Força-tarefa nas investigações
Segundo Aloysio, as seis medidas legislativas apresentadas por Alckmin irão ao Congresso por meio de projetos de lei, em caráter de urgência, já em fevereiro. Por ser uma medida administrativa, a organização das forças-tarefas independe dessa formalidade e será adotada imediatamente na investigação do seqüestro e assassinato do prefeito de Santo André, Celso Daniel.

As forças-tarefas vão unir a Polícia Federal e as estaduais, a Receita Federal, o Ministério Público, os órgãos de inteligência e as Forças Armadas, quando houver necessidade. Alckmin disse que essa ação conjunta é necessária para combater a entrada ilegal de armas nos estados, para ele, um dos crimes mais difíceis de serem combatidos.

Fernando Henrique convocou reunião para as 18h30m de hoje com o presidente da Agência Nacional de Telecomunicações (Anatel), Renato Guerreiro, para ver como podem ser extintos a venda e o uso dos pré-pagos. Será cobrada da Anatel rapidez na adoção de bloqueadores de celulares em presídios. Alckmin considera o fim dos celulares pré-pagos indispensável para o combate ao crime organizado, já que o aparelho não permite rastreamento:

— O pré-pago é usado de maneira indiscriminada pelos criminosos. É um sacrifício para a sociedade, mas é importante num momento de emergência como este — disse.


Presidente do PSDB admite que morte de prefeito desgasta partido
SÃO PAULO e BRASÍLIA. O presidente nacional do PSDB, deputado José Aníbal (SP), admitiu ontem que o assassinato do prefeito de São André, Celso Daniel (PT), e o não esclarecimento da morte do prefeito de Campinas, Antônio da Costa Santos (PT), há quatro meses, causam desgaste político para o partido e para a candidatura à sucessão estadual do governador paulista, Geraldo Alckmin (PSDB). Segundo ele, o governo estadual precisa dar uma resposta fulminante para os casos e, além disso, rever seus planos para a segurança que serão apresentados na campanha eleitoral.

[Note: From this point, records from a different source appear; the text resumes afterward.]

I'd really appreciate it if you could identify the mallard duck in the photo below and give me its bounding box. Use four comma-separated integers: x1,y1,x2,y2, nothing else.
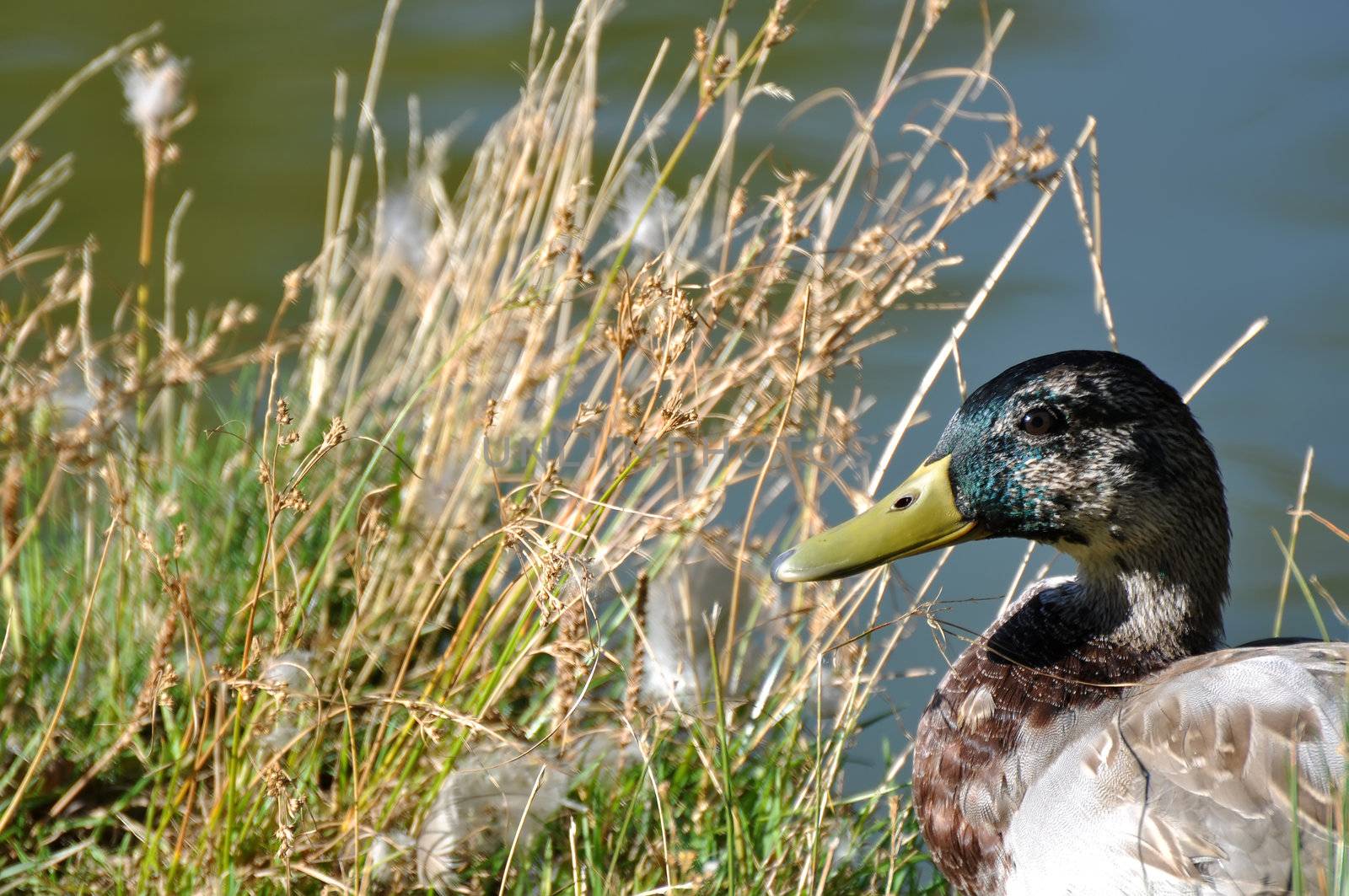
774,351,1349,896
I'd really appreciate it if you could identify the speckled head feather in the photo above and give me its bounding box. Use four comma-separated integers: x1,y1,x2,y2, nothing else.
932,351,1230,653
774,351,1349,896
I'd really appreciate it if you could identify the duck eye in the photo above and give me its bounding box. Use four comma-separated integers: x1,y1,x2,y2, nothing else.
1017,407,1063,436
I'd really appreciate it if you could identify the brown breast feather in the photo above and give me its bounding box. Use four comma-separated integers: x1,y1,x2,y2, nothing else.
913,593,1169,896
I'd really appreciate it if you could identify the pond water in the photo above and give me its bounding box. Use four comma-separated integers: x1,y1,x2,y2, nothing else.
0,0,1349,771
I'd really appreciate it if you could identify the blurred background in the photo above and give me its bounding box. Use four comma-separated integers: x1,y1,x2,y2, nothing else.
0,0,1349,766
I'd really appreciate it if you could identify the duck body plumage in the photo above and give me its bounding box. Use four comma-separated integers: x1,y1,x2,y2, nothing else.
774,351,1349,896
913,579,1349,896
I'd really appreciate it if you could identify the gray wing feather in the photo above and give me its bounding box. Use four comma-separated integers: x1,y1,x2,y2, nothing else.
1009,644,1349,893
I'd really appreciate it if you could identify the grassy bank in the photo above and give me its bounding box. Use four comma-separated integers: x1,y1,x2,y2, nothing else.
0,0,1224,893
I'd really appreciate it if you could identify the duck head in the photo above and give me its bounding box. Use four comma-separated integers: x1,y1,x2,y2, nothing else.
773,351,1229,602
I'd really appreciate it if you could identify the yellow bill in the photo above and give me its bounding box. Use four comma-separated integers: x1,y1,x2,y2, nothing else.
773,455,983,582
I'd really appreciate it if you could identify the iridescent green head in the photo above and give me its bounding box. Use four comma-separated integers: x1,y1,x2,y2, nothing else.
774,351,1229,588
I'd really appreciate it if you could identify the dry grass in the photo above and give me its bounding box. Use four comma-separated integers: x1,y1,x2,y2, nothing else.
0,0,1235,893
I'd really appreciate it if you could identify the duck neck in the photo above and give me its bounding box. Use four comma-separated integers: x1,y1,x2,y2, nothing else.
1077,526,1228,663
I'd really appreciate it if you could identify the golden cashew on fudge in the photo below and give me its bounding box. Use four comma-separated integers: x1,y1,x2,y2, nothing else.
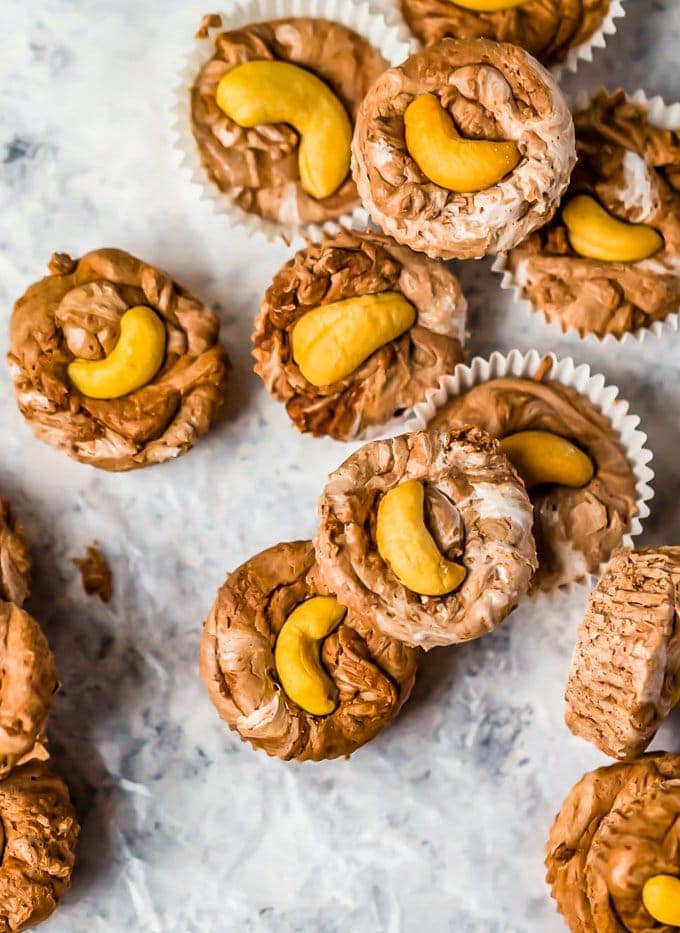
562,194,664,262
253,230,467,440
217,61,352,199
189,16,387,228
428,374,638,591
565,547,680,758
68,305,165,399
546,752,680,933
314,428,536,650
274,596,347,716
507,90,680,338
375,479,466,596
200,541,418,761
0,761,80,933
8,249,229,470
404,94,521,192
352,39,576,259
501,431,595,489
291,292,416,386
642,875,680,927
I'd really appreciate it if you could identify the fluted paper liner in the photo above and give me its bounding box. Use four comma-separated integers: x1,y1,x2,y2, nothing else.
491,87,680,344
407,350,654,599
171,0,417,245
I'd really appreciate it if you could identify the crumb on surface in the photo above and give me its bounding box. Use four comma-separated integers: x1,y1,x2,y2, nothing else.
72,541,113,603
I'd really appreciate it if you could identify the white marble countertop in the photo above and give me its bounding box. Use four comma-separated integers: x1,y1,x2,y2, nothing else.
0,0,680,933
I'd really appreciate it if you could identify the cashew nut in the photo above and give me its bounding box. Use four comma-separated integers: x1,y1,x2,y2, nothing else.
216,61,352,198
274,596,347,716
68,305,165,399
562,194,664,262
376,479,467,596
642,875,680,927
501,431,595,489
451,0,527,13
404,94,521,192
291,292,416,386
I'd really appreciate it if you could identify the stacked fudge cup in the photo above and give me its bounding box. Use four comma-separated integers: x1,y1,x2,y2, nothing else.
175,0,680,930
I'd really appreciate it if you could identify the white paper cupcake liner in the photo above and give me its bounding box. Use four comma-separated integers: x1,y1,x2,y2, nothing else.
171,0,416,244
408,350,654,597
491,87,680,344
552,0,626,78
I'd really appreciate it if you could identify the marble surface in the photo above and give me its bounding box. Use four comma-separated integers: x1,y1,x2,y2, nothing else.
0,0,680,933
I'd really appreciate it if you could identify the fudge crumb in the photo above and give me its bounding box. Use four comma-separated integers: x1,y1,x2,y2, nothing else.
73,541,113,603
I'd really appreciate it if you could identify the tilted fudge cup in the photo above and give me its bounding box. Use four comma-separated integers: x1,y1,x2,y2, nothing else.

— É claro que haverá um desgaste, pois o povo cobra. Fomos desafiados por esse crime organizado e precisaremos fazer o resultado aparecer. O governador está se mobilizando nesse sentido — afirmou Aníbal.

Segundo o presidente do PSDB, possivelmente o programa de governo de Alckmin terá que ser alterado na área de segurança, pois ele previa a continuidade das atuais políticas para o setor.

O PT deve atacar Alckmin na campanha. Já o ex-prefeito Paulo Maluf (PPB), promete não explorar o episódio. O próprio Alckmin evita discutir o assunto do ponto de vista eleitoral, alegando que exige um esforço suprapartidário.

— Meu empenho não é eleitoral. Tenho minha responsabilidade de governante, de melhorar a segurança. Sei que meu maior desafio será a segurança pública — disse.

Temer : Alckmin precisa apresentar resultados
O presidente do PMDB, Michel Temer, também acredita que Alckmin precisa apresentar resultados na área de segurança rapidamente.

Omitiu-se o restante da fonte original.